Govt Opens Its Purse Strings in a ‘Reset India’ Budget to Create ‘Wealth and Wellness’
Govt Opens Its Purse Strings in a ‘Reset India’ Budget to Create ‘Wealth and Wellness’
The finance minister came out with a host of demand-side measures that were fuelled by borrowing, a larger-than-expected fiscal deficit, as well as privatisation of government assets.

Finance minister Nirmala Sitharaman on Monday unveiled a spending plan worth more than Rs 5.5 lakh crore, the highest ever, as Prime Minister Narendra Modi’s government made its intentions clear on how it plans to revive the economy from a Covid-induced slump.

After taking supply-side measures through the Aatmanirbhar Bharat set of announcements through the last year, the 2021 Budget came out with a host of demand-side measures that were fuelled by borrowing, a larger-than-expected fiscal deficit, as well as privatisation of government assets.

The intention was mainly to create jobs, primarily through big infrastructure announcements. The budget speech was Sitharaman’s shortest yet, but it was not short on ideas on how to revive growth.

Apart from the highest-ever capital expenditure of Rs 5.54 lakh crore for FY22, the FM also announced a proposed development finance institution (DFI), and wide-scale asset monetisation by agencies like the National Highways Authority of India and the Indian Railways, as well as an asset monetisation pipeline.

“The government is fully prepared to support and facilitate the economy’s reset,” Sitharaman said, adding that the budget provides every opportunity for the economy to rise and capture the pace it needs for sustainable growth.

Illustration: Neelabh

But the FM stressed that the fighting the Covid-19 pandemic remains the Centre’s biggest priority as she boosted India’s healthcare spending by 135 per cent. Sitharaman proposed increasing healthcare spending to Rs 2.2 lakh crore to help improve public health systems and set aside Rs 35,000 crore for COVID-19 vaccine programme.

“The investment on health infrastructure in this budget has increased substantially,” she said as lawmakers thumped their desks in approval.

Delivering her budget statement to Parliament, Sitharaman projected a fiscal deficit of 6.8% of gross domestic product for 2021/22, higher than the 5.5% forecast by a recent poll of economists. The current year was expected to end with a deficit of 9.5%, she said, well up from the 7% expected earlier.

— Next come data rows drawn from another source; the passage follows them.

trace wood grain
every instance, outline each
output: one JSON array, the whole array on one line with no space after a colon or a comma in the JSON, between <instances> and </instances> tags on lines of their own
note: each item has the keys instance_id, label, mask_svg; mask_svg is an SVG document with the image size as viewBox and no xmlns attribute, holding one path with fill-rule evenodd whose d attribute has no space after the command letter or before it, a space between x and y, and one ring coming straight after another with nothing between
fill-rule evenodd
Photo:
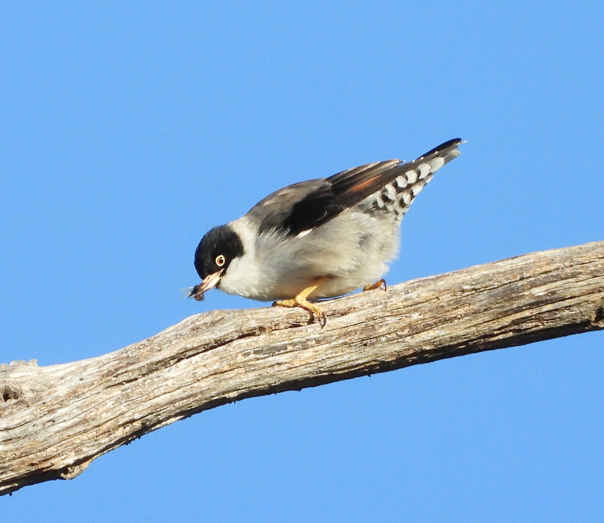
<instances>
[{"instance_id":1,"label":"wood grain","mask_svg":"<svg viewBox=\"0 0 604 523\"><path fill-rule=\"evenodd\" d=\"M604 329L604 242L322 306L324 329L301 310L217 310L98 358L0 365L0 493L243 398Z\"/></svg>"}]
</instances>

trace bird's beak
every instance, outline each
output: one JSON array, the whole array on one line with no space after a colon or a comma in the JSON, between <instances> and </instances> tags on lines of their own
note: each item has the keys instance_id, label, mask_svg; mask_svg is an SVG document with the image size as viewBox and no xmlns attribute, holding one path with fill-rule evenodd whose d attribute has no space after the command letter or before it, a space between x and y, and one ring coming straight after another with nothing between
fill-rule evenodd
<instances>
[{"instance_id":1,"label":"bird's beak","mask_svg":"<svg viewBox=\"0 0 604 523\"><path fill-rule=\"evenodd\" d=\"M223 269L220 269L220 271L206 276L202 280L201 283L199 285L196 285L191 289L191 292L189 293L189 298L194 298L198 301L201 301L203 300L204 293L207 292L210 289L213 289L218 284L218 282L220 281L223 270Z\"/></svg>"}]
</instances>

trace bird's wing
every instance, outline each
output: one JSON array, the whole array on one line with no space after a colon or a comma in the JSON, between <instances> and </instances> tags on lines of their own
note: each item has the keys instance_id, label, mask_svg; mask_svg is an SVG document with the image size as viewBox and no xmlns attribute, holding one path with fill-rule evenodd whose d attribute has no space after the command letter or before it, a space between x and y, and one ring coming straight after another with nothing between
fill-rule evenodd
<instances>
[{"instance_id":1,"label":"bird's wing","mask_svg":"<svg viewBox=\"0 0 604 523\"><path fill-rule=\"evenodd\" d=\"M297 235L328 222L401 175L418 170L417 176L410 177L417 180L431 174L458 156L461 143L460 138L449 140L407 163L386 160L295 184L259 202L248 216L259 223L260 232L280 229Z\"/></svg>"}]
</instances>

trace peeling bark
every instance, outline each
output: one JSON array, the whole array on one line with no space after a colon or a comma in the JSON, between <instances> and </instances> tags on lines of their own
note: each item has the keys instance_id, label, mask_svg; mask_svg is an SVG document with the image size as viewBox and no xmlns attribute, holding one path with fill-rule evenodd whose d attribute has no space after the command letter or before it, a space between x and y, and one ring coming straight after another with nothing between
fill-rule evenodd
<instances>
[{"instance_id":1,"label":"peeling bark","mask_svg":"<svg viewBox=\"0 0 604 523\"><path fill-rule=\"evenodd\" d=\"M245 397L604 329L604 242L325 302L216 310L98 358L0 365L0 494Z\"/></svg>"}]
</instances>

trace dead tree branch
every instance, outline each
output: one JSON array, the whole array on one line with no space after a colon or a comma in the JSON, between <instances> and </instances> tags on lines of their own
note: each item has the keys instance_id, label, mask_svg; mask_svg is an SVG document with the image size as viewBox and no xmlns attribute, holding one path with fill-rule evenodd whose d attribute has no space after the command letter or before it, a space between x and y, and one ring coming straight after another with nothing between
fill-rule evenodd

Prime Minister Narendra Modi said the budget was aimed at creating “wealth and wellness”, as he emphasised on the point that contrary to expectations the budget had not placed any additional burden on the common man through taxation.

While there were no big tax announcements – either reduction or an increase – in what must come as a major disappointment to the middle class hoping for increased exemptions, the Finance Minister did announce a reprieve for pensioners who are 75-plus, who will no longer be required to file tax returns.

She also provided an additional Rs 1.5 lakh tax deduction on loans taken to buy a house under the affordable housing scheme, with the deadline extended till 31 March 2022.

Sitharaman also announced a renewed thrust towards asset sales and privatisation after the false starts of the past few years, with a target of Rs 1.75 lakh crore. She said the initial public offering (IPO) of LIC will be completed in the coming fiscal, and the Centre had identified four sectors as ‘strategic’ in which the government will have a presence.

She also said the Centre will privatise two state-owned banks and a general insurance company, although stake in which banks and insurance firm will be pared was not announced.

The budgeted capex for FY22 stands at Rs 5.54 lakh crore. For FY21, the Centre had budgeted its own capital expenditure at Rs 4.13 lakh crore, which was later increased by Rs 35,200 crore.

The Finance Minister also announced the creation of a ‘bad bank’ to take on non-performing assets (NPAs) from the books of banks, and said banks will be recapitalised to the tune of Rs 20,000 crore in FY22.

The markets responded overwhelmingly positively to the expansionary stance adopted by the government, as stock indices surged to their best-ever budget day rallies, led by banking, insurance and auto stocks.

Unlike other countries, India had so far refrained from announcing a big stimulus, offering greater liquidity to firms instead, and holding off the fiscal firepower until curbs to contain the virus were lifted.

The government estimates the economy will contract 7.7% in the current fiscal year ending in March but then recover to show 11% growth in 2021/2022. That would make it the world’s fastest-growing major economy ahead of China’s projected 8.1% growth, but the government said it would take the economy two years to reach pre-pandemic levels.